Tim Mackesey

More than Meets the Eye Contact

Eye aversion, or intentional breaking of eye contact during moments of stuttering, is more than meets the eye. It is far more than just a behavior. To fully understand eye aversion it is important to examine it from several angles. These include: 1) defining appropriate eye contact, 2) the positive intention behind eye aversion, 3) the cognitive and emotional aspects of eye aversion, 4) the listener’s perception of eye aversion.

First we must attempt to define appropriate eye contact. In language there is a system called pragmatics. Pragmatics is the language system that governs socially appropriate nonverbal and verbal language. This includes, but is not limited to, body posture, turn taking, ‘politeness,’ and eye contact. Appropriate eye contact does not mean staring like a deer in headlights into your listener’s eyes. In fact that is impossible because humans follow a distinct pattern of eye accessing cues as they retrieve and/or formulate information. For example, a right handed person will look up and left when accessing pictures, look up and to the right when creating pictures, look down when accessing emotions, and look left and right respectively when accessing or creating dialogue (words)*. So, there is natural and necessary eye movement when conversing. If you stutter, or provide services to those who do, you know how to recognize eye aversion.

There is a relatively consistent positive intention behind eye aversion.

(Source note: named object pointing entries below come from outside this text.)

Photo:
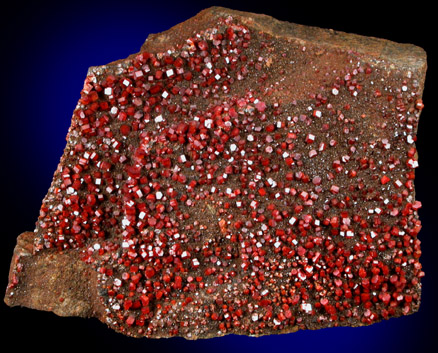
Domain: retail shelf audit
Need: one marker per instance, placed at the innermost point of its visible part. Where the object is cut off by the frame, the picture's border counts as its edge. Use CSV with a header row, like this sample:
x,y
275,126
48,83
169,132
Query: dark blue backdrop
x,y
46,51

Stuttering therapy pioneer, Dean Williams, wrote about positive intentions behind many stuttering behaviors.** No one was born eye averting. Eye aversion is not a neurological tic (uncontrollable bodily movement). Eye aversion is a voluntary action programmed and conditioned subconsciously. Eye aversion is provoked by a combination of cognitions (limiting thoughts) and limiting beliefs about listener reaction. People who stutter may be attempting to protect themselves from seeing a listener reaction. If so, they are mind reading, or presuming to know the reaction of the listener. It is often associated with guilt and shame over one’s stuttering. Stern correction by adults, teasing, bullying, and other negative experiences when young may help explain the foundation for the habit of eye aversion. The term “foundation” is used to imply these experiences are the references for the cognitions and emotions; the beliefs that stuttering is “bad,” “unacceptable,” “not tolerated,” and so on. It is when a child attaches a stigma to the behavior of stuttering that cognitions and limiting beliefs take root. I have seen eye aversion in children 3 years old to adults in their 70’s (older cases surely exist). Young children need help in modifying the behavior. Adolescents through adults have to take ownership over the behavior in order to integrate new patterns of communication and fluency.

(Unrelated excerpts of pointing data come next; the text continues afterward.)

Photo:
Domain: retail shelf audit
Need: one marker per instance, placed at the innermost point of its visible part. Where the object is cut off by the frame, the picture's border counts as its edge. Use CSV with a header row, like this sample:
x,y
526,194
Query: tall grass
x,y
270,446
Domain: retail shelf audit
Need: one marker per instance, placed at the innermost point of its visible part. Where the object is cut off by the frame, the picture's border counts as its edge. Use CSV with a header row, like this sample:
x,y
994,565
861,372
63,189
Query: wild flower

There is a mind and body connection in stuttering. For instance a person may anticipate a stutter on the word “contact,” look away from his listener, tense his tongue against the roof of his mouth and utter “c-c-c-contact.” Often that just isn’t enough. He may then replay the moment of stuttering, feel guilty, mind read, and question his ability to say the word “contact” next time.

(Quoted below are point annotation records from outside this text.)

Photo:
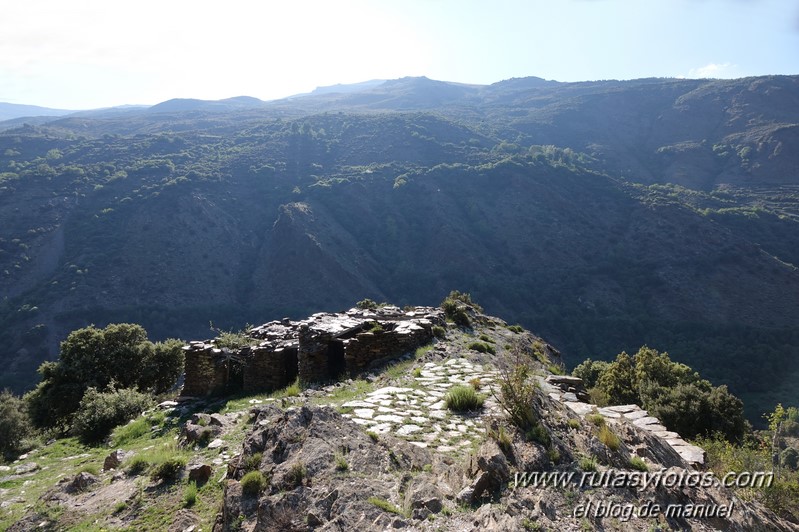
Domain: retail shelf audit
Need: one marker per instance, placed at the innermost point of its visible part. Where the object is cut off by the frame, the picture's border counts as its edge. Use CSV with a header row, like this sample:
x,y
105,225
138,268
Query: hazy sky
x,y
95,53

I recently interviewed a 41 year-old attorney who stutters. The dialogue was as follows:

TM: “...I notice that you look away each time you stutter. Is that something you have been doing for some time?

BB: “Yes, come to think of it I do it all the time.”

TM: “How do you know when to look away?”

BB: “I get embarrassed”

TM: “How do you manage to get embarrassed when you stutter?”

BB: “I wonder what they are thinking about me?” (mindreading)

TM: “Please fill in the blank for me. If people see or hear me stutter they think (blank)?”

BB: “I am inadequate” (limiting belief)

TM: mirroring comment “You think you’re inadequate”

BB: shrug “Yes... I guess I have been thinking that.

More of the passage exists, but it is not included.